O famoso inseto traduzido do inglês, portador de um qualquer vírus que não o dengue, mas nos parece ameaçar muito mais do que ele. É a causa de todo o mal. Ou grande parte. Um livro para adultos no plano nacional de leitura das crianças, serviços que não funcionam ou mal, por causa do “sistema” ou da rede que “hoje não dá nada”, um Orçamento de Estado para 2013, com medidas violentas também para os sistemas que e o implementam e correm o sério risco de o fazer mal. E sempre o mesmo, o erro informático!

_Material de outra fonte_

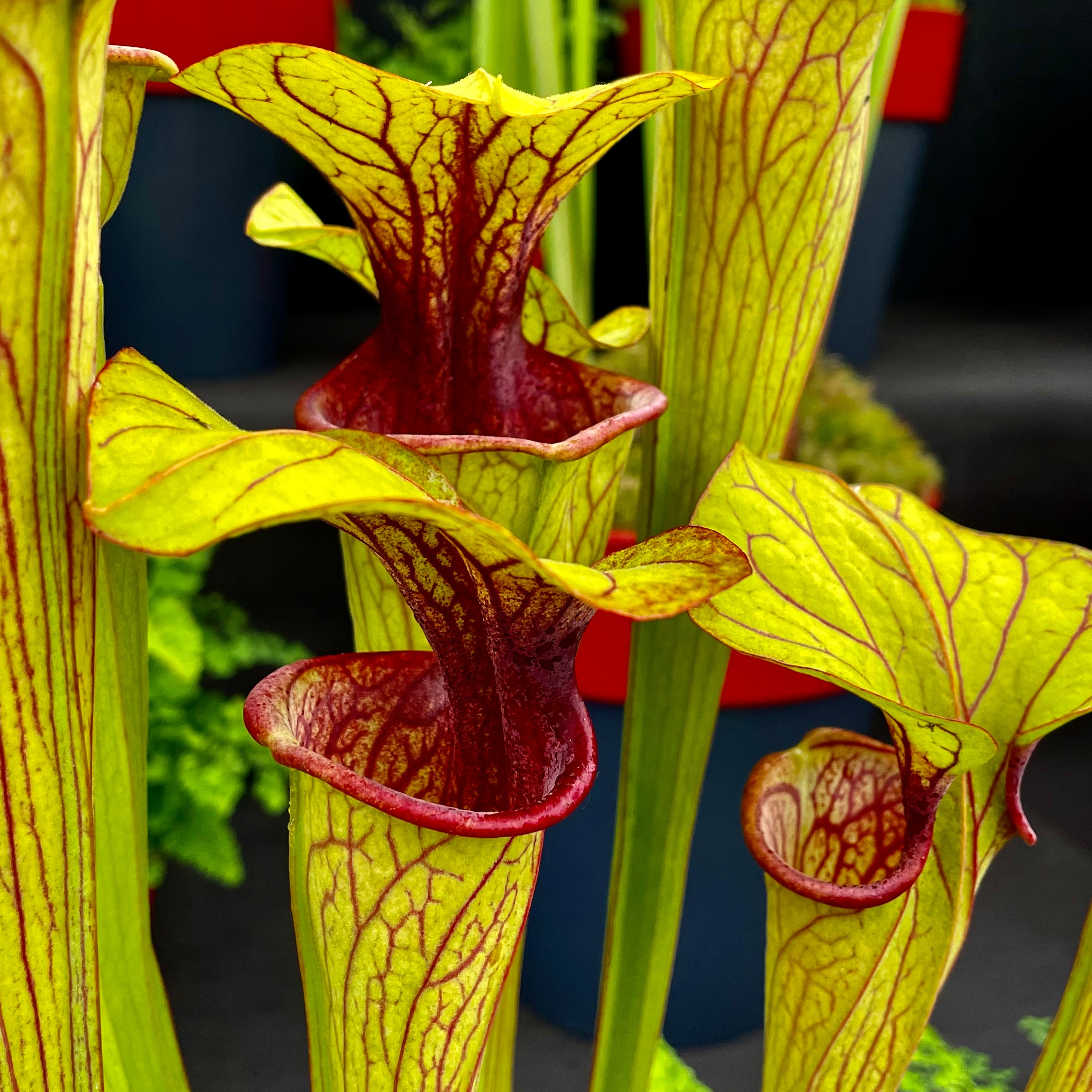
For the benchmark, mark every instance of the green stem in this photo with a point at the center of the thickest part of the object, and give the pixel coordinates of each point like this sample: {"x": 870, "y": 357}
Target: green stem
{"x": 676, "y": 673}
{"x": 139, "y": 1046}
{"x": 887, "y": 53}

São bites e bytes a circular pelo cabo, pela fibra, pelas frequências que atravessam tudo, incluindo nós, deixam-nos o mundo à distância de um clique, e a miragem da velocidade da luz transformada em realidade. Virtual. Uma revolução. Depois da industrial, a digital. Na industrial, a produção em massa com mais e melhores meios, o capital, o início da globalização, mas ainda um ritmo acompanhável. Antes da industrial, muito antes, a agrícola. Também ela radical. Trouxe alimentos, autossuficiência e uma vida nova, mas ainda saudável. Agora, a revolução da informação digital global. A tecnologia de ponta capaz de possibilitar o impossível. Se não tiver erro. Se não for um erro. O que ontem era de ponta, hoje já não é. Evolui muito rápido. Muito mais do que o ser humano consegue seguir e quando assim é quem perde é o ser. A sua capacidade de adaptação, a do humano, é distintiva entre os seres, mas nada de abusos. Diz a medicina que uma das doenças mais difícil de combater, o cancro, resulta desse abuso, das grandes, repentinas e não acompanháveis alterações do meio envolvente. No digital o ritmo é de top, alto débito de informação, exige esforço com reação imediata e constante. Absorve-nos, puxa-nos, deixa-nos corcovados, rebaixados perante o aparelho. Em vez de nos elevarmos, ficamos mais baixos. Sendo a altura média, um indicador de saúde e bem-estar, o pronuncio não pode ser bom, embora pareça, a exigência sempre foi, boa. A tecnologia é boa, o facebook até ajuda a curar depressões. Tem lógica, insere-nos socialmente, embora que de forma virtual. Aproxima-nos, mas tira-nos algum tato. Parece lógico um jornal despedir para se dedicar à versão online, mandam as audiências e as tiragens. Lógico, mas com erro estratégico. Já temos carros que andam sozinhos, mas estudos revelam que estamos menos inteligentes. Nós menos, as máquinas mais, triunfa a inteligência artificial. Deixamos de ser reais. O erro informático, é humano. Se o eliminarmos, corremos sérios riscos.